Tech giant Steve Jobs meets Gen-X actor Ashton Kutcher for a fruit chaser two years after Jobs’ death at 56. The 42-year-old actor was just 35 at the time he decided to fully immerse himself into the life of the tech guru. Little did he know that full immersion — including Jobs’ notorious fruit diet —would land him in the ER with pancreatitis just days before filming.
Dietitians don’t embrace the uber-restrictive fruitarian diet as it can be very dangerous. Its risks include weight gain, diabetes, tooth decay, and malnutrition, according to the CDC. Steve Jobs’s well-known food habits added to his mystique, which is one reason method actors like Kutcher likely embraced full immersion research into his life with painful results.
Ashton Kutcher’s life and Jobs’s
Christopher Ashton Kutcher’s career began by modeling for designer Calvin Klein, Abercrombie & Fitch, and magazines like GQ before his breakout role as Kelso on the hit TV series, That 70’s Show. The Cedar Rapids native soon hit the big screen with movies like No Strings Attached and Dude, Where’s My Car before he landed the role portraying legendary Apple co-founder Steve Jobs in the 2013 biopic, Jobs.

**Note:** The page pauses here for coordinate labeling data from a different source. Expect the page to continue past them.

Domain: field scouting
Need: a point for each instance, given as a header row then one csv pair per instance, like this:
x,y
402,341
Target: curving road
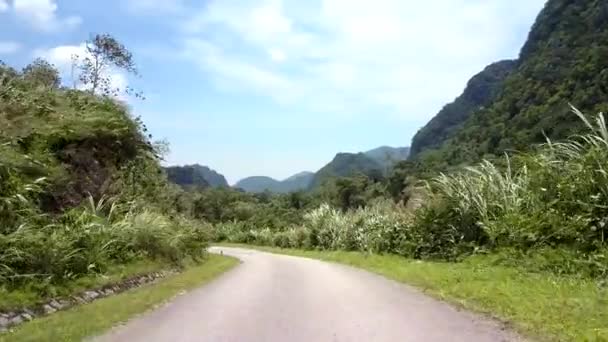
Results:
x,y
282,298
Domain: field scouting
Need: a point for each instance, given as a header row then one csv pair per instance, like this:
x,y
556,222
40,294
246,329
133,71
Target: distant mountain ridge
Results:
x,y
195,175
563,61
387,156
299,181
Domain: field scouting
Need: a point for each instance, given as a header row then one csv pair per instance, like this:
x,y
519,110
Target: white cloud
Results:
x,y
8,47
277,55
61,58
42,15
153,7
399,57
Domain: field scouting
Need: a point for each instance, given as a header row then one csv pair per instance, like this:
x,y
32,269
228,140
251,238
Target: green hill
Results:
x,y
299,181
480,91
387,156
347,164
195,175
564,60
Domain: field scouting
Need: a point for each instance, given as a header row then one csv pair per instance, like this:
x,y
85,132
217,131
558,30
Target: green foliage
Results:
x,y
345,165
562,61
81,187
481,90
104,53
549,205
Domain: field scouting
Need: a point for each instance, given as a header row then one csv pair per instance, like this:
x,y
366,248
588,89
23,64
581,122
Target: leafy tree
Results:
x,y
41,72
104,53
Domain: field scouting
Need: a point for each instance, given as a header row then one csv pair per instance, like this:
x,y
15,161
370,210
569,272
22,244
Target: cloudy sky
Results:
x,y
274,87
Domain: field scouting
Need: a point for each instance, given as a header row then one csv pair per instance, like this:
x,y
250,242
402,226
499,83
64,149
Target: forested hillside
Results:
x,y
564,60
347,164
195,175
480,91
81,187
297,182
388,156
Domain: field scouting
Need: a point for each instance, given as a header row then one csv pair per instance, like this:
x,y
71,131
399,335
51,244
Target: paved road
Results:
x,y
282,298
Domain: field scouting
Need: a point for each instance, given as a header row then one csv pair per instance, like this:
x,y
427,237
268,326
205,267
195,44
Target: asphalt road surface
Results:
x,y
281,298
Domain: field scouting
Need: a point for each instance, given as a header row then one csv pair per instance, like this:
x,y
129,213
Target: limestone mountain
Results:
x,y
347,164
297,182
563,61
387,156
195,175
480,91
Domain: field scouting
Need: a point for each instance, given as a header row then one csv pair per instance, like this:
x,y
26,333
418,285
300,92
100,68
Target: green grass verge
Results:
x,y
94,318
538,305
36,293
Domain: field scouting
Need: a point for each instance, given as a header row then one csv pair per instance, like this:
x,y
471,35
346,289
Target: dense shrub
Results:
x,y
545,211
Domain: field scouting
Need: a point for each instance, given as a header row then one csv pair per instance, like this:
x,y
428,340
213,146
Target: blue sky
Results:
x,y
275,87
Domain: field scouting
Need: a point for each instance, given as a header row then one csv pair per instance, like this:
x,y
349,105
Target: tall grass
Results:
x,y
89,239
547,209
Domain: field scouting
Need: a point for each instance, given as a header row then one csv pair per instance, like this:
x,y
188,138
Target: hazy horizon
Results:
x,y
276,87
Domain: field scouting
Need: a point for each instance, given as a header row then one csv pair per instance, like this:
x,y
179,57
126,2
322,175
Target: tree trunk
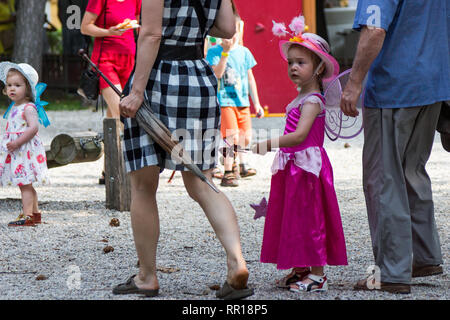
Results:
x,y
28,42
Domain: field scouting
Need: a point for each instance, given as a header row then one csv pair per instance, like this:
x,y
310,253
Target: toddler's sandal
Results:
x,y
24,221
318,284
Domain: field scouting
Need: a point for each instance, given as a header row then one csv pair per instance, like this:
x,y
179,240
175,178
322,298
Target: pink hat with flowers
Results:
x,y
310,41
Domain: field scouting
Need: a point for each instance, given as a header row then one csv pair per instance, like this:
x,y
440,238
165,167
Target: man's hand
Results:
x,y
130,104
12,146
350,97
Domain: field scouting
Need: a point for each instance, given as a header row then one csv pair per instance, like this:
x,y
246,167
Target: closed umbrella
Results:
x,y
157,130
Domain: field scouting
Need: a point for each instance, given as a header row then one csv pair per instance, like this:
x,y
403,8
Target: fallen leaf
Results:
x,y
214,287
108,249
114,222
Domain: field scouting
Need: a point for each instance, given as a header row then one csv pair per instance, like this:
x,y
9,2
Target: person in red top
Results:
x,y
114,50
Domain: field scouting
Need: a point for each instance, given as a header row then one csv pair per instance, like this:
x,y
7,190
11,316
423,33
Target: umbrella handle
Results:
x,y
83,55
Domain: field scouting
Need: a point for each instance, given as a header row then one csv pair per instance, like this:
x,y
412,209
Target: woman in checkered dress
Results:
x,y
182,93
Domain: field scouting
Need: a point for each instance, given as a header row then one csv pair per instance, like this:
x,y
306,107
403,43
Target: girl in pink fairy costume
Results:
x,y
303,228
22,154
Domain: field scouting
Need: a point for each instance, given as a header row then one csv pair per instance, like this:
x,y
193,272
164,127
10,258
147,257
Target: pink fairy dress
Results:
x,y
27,164
303,225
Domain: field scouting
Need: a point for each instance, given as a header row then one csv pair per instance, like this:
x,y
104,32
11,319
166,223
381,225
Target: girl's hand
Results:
x,y
130,104
259,111
12,146
114,31
226,45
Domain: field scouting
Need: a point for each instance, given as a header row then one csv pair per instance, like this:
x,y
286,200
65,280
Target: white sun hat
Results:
x,y
25,69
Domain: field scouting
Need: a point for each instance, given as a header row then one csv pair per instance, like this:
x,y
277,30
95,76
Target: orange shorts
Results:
x,y
235,120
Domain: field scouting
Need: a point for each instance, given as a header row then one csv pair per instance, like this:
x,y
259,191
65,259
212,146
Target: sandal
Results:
x,y
217,173
318,284
246,172
130,287
22,221
227,292
37,217
292,277
229,180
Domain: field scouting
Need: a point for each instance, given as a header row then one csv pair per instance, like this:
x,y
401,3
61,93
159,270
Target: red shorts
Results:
x,y
116,67
235,120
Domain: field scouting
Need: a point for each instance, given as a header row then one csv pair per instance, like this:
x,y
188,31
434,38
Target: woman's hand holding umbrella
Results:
x,y
130,104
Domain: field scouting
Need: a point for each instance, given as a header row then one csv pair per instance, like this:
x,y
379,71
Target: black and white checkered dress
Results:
x,y
182,94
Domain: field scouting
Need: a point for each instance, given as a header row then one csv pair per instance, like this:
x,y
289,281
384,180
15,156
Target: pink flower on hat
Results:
x,y
279,29
297,25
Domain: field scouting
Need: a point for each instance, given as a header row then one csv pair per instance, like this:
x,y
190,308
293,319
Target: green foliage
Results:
x,y
55,41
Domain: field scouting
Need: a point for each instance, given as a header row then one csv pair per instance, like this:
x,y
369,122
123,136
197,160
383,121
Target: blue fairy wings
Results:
x,y
43,119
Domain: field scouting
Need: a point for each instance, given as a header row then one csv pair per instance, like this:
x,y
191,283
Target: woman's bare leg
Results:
x,y
222,217
145,224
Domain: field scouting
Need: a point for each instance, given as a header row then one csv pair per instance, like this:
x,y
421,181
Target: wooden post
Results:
x,y
76,147
309,12
117,182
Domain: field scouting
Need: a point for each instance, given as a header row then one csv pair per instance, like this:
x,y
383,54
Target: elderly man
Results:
x,y
404,48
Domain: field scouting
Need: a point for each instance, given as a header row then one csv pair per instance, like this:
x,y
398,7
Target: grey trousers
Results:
x,y
397,145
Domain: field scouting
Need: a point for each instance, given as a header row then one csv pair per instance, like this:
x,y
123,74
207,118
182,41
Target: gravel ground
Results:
x,y
67,251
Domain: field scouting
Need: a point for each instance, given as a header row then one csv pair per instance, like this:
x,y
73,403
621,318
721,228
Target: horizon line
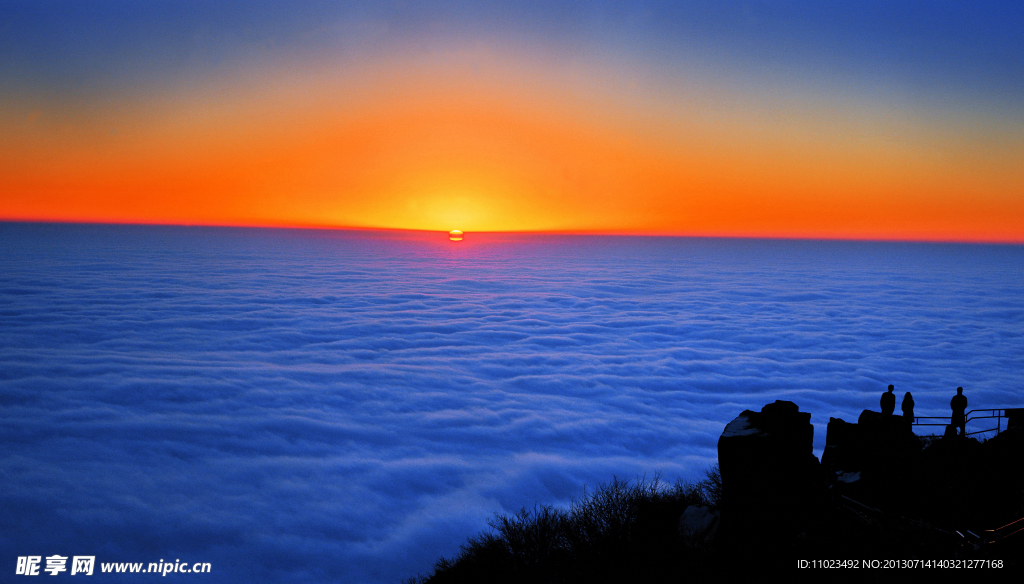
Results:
x,y
595,233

Kutcher’s not just an actor and producer, but an activist as well. He is married to actor Mila Kunis and is very close to his twin brother, Michael, who has cerebral palsy and who is a successful businessman in his own right. Kutcher also advocates to stop human trafficking. Jobs was also an activist, even landing in jail during his college years. He also worked with Seva, a nonprofit helping the blind.
‘Jobs’ box office bomb
Despite Steve Jobs’s popularity as a telecommunications visionary and genius, the movie Jobs bombed at the box office. The film was fairly low-budget at just $12 million, taking in a paltry $16 million in the U.S. and only $42 worldwide, according to IMDb. Kutcher’s earlier movie, Dude, Where’s My Car took in $46 million in the U.S. and over $73 million globally by comparison.
Arguably, the script lacked the meat to win over moviegoers and critics alike. But it wasn’t for lack of trying on Kutcher’s part as he immersed himself in every part of Jobs’s personal and professional life.
Becoming Steve Jobs
Kutcher took a method acting approach in portraying Steve Jobs, delving into his life physically and emotionally. He studied everything from Jobs’s voice to his mannerisms to his walk. He began to resemble Jobs, even to the point of posting a side-by-side comparison of he and the tech mogul on Twitter.
“I consumed what Steve consumed — the books he read, the food he ate and the things from the people he admired.” Ashton Kutcher, in an interview with Mashable.
Channeling Jobs didn’t end there, he even took on Jobs’ fruitarian diet for a month, eating just fruit, nuts, and seeds. Even most vegans frown upon the fruitarian diet, considering it too extreme as it doesn’t allow for a holistic diet of healthy nutrients. Dietitians highly recommend slowly transitioning to the fruitarian diet to avoid issues like pancreatitis, cravings, food obsessions, and thrusting your body into starvation mode, according to Cleveland Clinic.
All fruit makes for an unhappy pancreas
As it turned out, Kutcher’s foray into the Jobs’s extreme version of the vegan world landed him in the hospital with pancreatitis just two days before filming began. First came shooting pains in his back. Kutcher decided to go to the hospital where the doctors diagnosed him with inflammation of the pancreas and put him on painkillers, according to CNBC.
Jobs died just two years earlier in 2011 of pancreatic cancer. Although many speculated that his fruitarian diet may have contributed to his cancer, it did not.
Would Kutcher undergo such extreme method acting for a future role? Probably unlikely unless there’s a caterer on-site with well-balanced meals that don’t lead to terrifying pain.